Yes, it is possible to use views as data sources for BI reporting, and in practice (especially in IFS and Power BI-based architectures) both tables and views are supported equally as long as the consuming account has the required SELECT access. In fact, BI data pipelines (such as Analysis Models) explicitly allow sourcing from “any Table or View” when the appropriate permissions are in place

However, the behavior you’re observing is very likely related to Row Level Security (RLS) rather than the use of views themselves. RLS introduces an additional filtering layer on top of your data access, meaning that even if a view returns data at the database level, the BI model or reporting layer may still restrict or completely filter out rows based on the user context or role definitions.
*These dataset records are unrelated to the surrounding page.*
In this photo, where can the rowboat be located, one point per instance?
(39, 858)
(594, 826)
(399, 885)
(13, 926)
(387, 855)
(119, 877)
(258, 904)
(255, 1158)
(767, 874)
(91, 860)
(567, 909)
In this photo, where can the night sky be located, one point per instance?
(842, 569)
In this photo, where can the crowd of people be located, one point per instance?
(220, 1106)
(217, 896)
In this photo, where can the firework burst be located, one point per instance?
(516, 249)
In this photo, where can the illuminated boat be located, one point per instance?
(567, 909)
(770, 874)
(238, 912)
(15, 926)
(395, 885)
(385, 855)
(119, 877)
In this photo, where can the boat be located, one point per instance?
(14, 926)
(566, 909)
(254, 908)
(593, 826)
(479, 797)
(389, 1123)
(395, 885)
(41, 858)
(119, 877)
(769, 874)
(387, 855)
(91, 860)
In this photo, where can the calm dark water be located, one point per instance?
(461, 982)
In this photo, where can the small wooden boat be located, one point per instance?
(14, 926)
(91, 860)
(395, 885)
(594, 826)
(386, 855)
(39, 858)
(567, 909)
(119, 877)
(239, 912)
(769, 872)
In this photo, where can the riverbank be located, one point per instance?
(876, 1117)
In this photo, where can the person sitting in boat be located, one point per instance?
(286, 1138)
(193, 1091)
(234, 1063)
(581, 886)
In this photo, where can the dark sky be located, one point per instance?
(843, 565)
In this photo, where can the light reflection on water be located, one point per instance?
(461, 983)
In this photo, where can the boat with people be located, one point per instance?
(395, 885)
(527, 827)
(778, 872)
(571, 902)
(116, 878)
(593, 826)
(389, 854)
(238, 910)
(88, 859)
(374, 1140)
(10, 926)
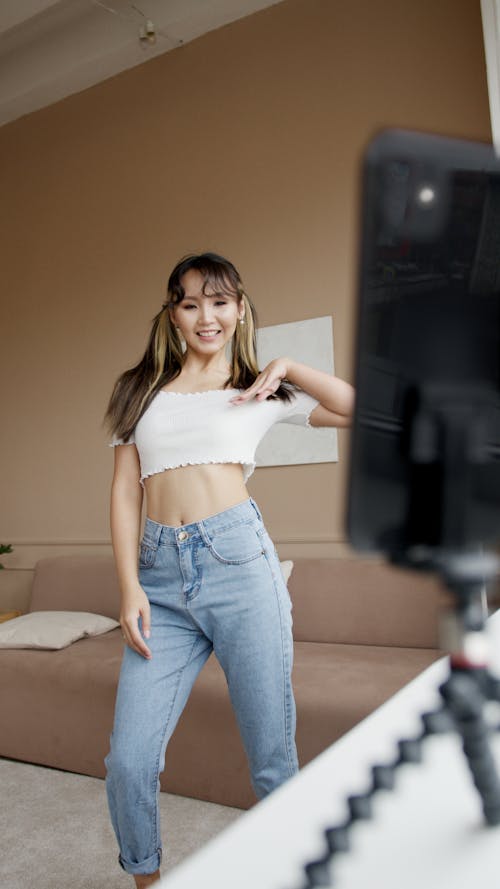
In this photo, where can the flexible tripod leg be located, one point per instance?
(463, 696)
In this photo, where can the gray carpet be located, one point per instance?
(55, 831)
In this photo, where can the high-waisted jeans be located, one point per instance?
(213, 585)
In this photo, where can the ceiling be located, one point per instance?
(50, 49)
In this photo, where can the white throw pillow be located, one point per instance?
(286, 569)
(53, 629)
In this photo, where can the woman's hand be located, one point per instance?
(135, 604)
(266, 383)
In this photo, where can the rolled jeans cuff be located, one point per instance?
(148, 866)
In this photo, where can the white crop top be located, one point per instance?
(184, 429)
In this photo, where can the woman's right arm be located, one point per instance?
(126, 506)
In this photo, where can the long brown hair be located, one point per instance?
(162, 361)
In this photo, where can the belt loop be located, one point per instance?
(153, 531)
(257, 510)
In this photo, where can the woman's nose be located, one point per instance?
(206, 313)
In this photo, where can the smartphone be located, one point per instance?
(425, 458)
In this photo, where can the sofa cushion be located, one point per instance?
(53, 629)
(364, 602)
(76, 583)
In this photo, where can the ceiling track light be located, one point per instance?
(147, 33)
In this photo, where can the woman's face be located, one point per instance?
(207, 320)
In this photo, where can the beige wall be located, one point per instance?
(246, 141)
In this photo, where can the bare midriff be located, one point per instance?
(192, 493)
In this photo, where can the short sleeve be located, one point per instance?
(118, 441)
(298, 411)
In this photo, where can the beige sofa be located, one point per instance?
(362, 630)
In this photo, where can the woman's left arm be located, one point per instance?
(335, 396)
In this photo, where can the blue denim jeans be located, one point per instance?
(213, 585)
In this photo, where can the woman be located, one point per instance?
(187, 423)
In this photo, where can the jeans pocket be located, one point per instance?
(147, 554)
(236, 545)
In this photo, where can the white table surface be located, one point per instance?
(428, 832)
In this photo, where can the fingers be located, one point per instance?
(132, 635)
(260, 390)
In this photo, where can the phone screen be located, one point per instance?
(425, 459)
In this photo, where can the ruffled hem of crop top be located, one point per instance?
(217, 432)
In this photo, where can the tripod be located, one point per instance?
(447, 435)
(465, 695)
This is why data may appear “empty” or partially populated RLS is actively applied after the data source is queried, not just at the base table level.

When it comes specifically to views, there are a couple of nuances:

  • If RLS is implemented only at the table level, but your view abstracts or joins those tables without preserving the security context, you may get inconsistent or unexpected results.
  • If RLS needs to be enforced through views, it often requires explicit design or annotations to ensure the view is “RLS safe” and does not unintentionally expose or hide data.

From a BI design perspective:

  • Views are generally preferred when you want to encapsulate business logic, simplify joins, or provide a stable semantic layer for reporting.
  • Tables (or staging tables) may be better suited when performance, large scale transformations, or incremental loading is important especially in data lake or warehouse scenarios.